Kevin Love at the upper limits
Last year, Kevin Love led the NBA in rebounds per game. He was a last-minute All-Star selection and was, deservedly, named the league’s most improved player. He has a World Championship gold medal that he can wear in the bathtub if he feels like it. You might remember that he once scored 31 points and grabbed 30 rebounds in one game. According to #NBARank, he is the 16th-best player in the game. He is, without question, the Timberwolves’ best player since Kevin Garnett.
But beyond these bare facts, it’s difficult to find consensus on Love’s place in the game. When it comes to the game’s newer school stats, metrics that seek to balance efficiency and volume, Love simply crushes. He finished fourth in the league in PER last year, just behind Dwyane Wade, Dwight Howard and King James himself. Oh, but what if you think, “that’s weak, K-Love is better than those chumps”? Well the Wages of Wins has got your back, having ranked our boy first in the whole NBA (!) in Wins Produced. (And please note that, max contracts notwithstanding, the folks at WoW claim that Love is worth no less than $45.6 million. Per year. Pass the hat, y’all.)
This is not as insane as it sounds. Love is not exactly what you might call a dynamic finisher, but thanks to his knock-down three point shooting, his mystical ability to draw fouls and all of those weakside putbacks, Love’s true shooting percentage was a stunning .593–seventh in the league among players with a usage rate over 20. He scored 20.4 points per 36 minutes on just 14.1 shots. That’s pretty effing good. Oh right, he’s also a nice little rebounder: first in the NBA in rebounds per game; seventh in offensive rebound rate (and fifth if you remove Joey Dorsey and Kevin Seraphin from the list, which you should); third in total rebound rate. In other words, any way you look at it, in ’10/’11, Kevin Love was incredibly productive and incredibly efficient.
But of course this is really weird. Love conforms to almost none of our notions about what a top-20 (much less a top-five or top-one) player looks like. For starters, he’s kinda squishy; he’s got big, heavy feet; he wears braces. (Although word is he’s shed 25 pounds since the end of last year. That’s a good thing.) More importantly: since MJ, we’ve expected our elite players to be high-volume ball dominators, one-on-one assassins who can create their own shot and carry their team in the clutch. K-Love is not that. He can be an awkward finisher. His post moves, though improving, are just a shade above rudimentary. What’s more, Love is an average defender on a good day. He is generally both smaller and slower than the opposing power forward and he often sacrifices timely help defense in order to maintain rebounding position.
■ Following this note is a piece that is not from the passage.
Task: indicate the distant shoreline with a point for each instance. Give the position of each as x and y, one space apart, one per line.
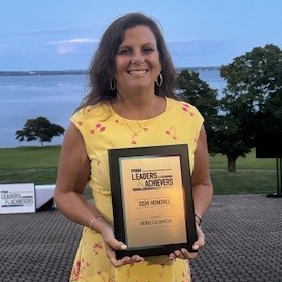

So then if, when times are tough, you can neither toss him the ball and get out of his way nor expect him to shut down an opponent, can he really be as valuable as the stat guys say he is?
Well that’s a pretty hard question. And part of the answer has to do with yet another hard question: what is the value of a rebound? Offensive rebounds are unquestionably great things. They are stolen possessions that often result in layups or free throws. But defensive rebounds are subject to no small amount of debate; it’s plainly obvious that they are not all created equal. Some defensive rebounds require an intense battle for position followed by a duel with one or more opponents for a caroming ball. Kevin Love, of course, gets lots of these. But then there are rebounds–let’s call them “Al Jefferson rebounds”– gained after your opponent has abandoned the paint (after, say, a missed free throw) and the only competition for the ball is between teammates. Well, Love gets his share of these too.
For this reason, it’s been shown that high volume defensive rebounding carries a diminishing return; at some point you’re just taking boards away from your teammates. And perhaps, particularly for a team as defensively hapless as the Wolves, some of the energy used battling for weakside position might be better spent protecting the rim. After all, there were more than a few defensive possessions last year in which Love had his man perfectly boxed out on the weak side while a guard sailed to the hoop for an easy layup.
I can’t tell you the exact point at which defensive rebounds begin to be less statistically significant, or exactly where rebounding sits in the hierarchy of NBA skills. And although everybody knows that a good team needs a player who can create his own shot, who can reliably score when the offense has broken down and the shot clock is expiring, I couldn’t tell you whether this kind of classical, Kobe-esque one-on-one scoring is more valuable to a team than Love’s efficient, but markedly less dynamic style of offensive production. Is Kevin Love the fourth-best player in the league or would he be, to paraphrase David Kahn, the third-best player on a championship team?
I don’t know the answer to that either. But I do know that our growing understanding of statistics, plus an increasing awareness and appreciation of the NBA’s great stylistic diversity has opened the way for heterodox oddballs like K-Love. The conversation about what constitutes value on the basketball court and about what is inspiring and beautiful to watch is now so broad that it is almost absurd to believe we can rank players at all (which is part of what makes it so much fun). Kevin Love is an earthbound grinder with supple hands and a deadly outside shot. He is an old-school workhorse with Euro stretch-four skills. He is a totally great, totally flawed, wonderfully strange basketball player. That’s good enough for me.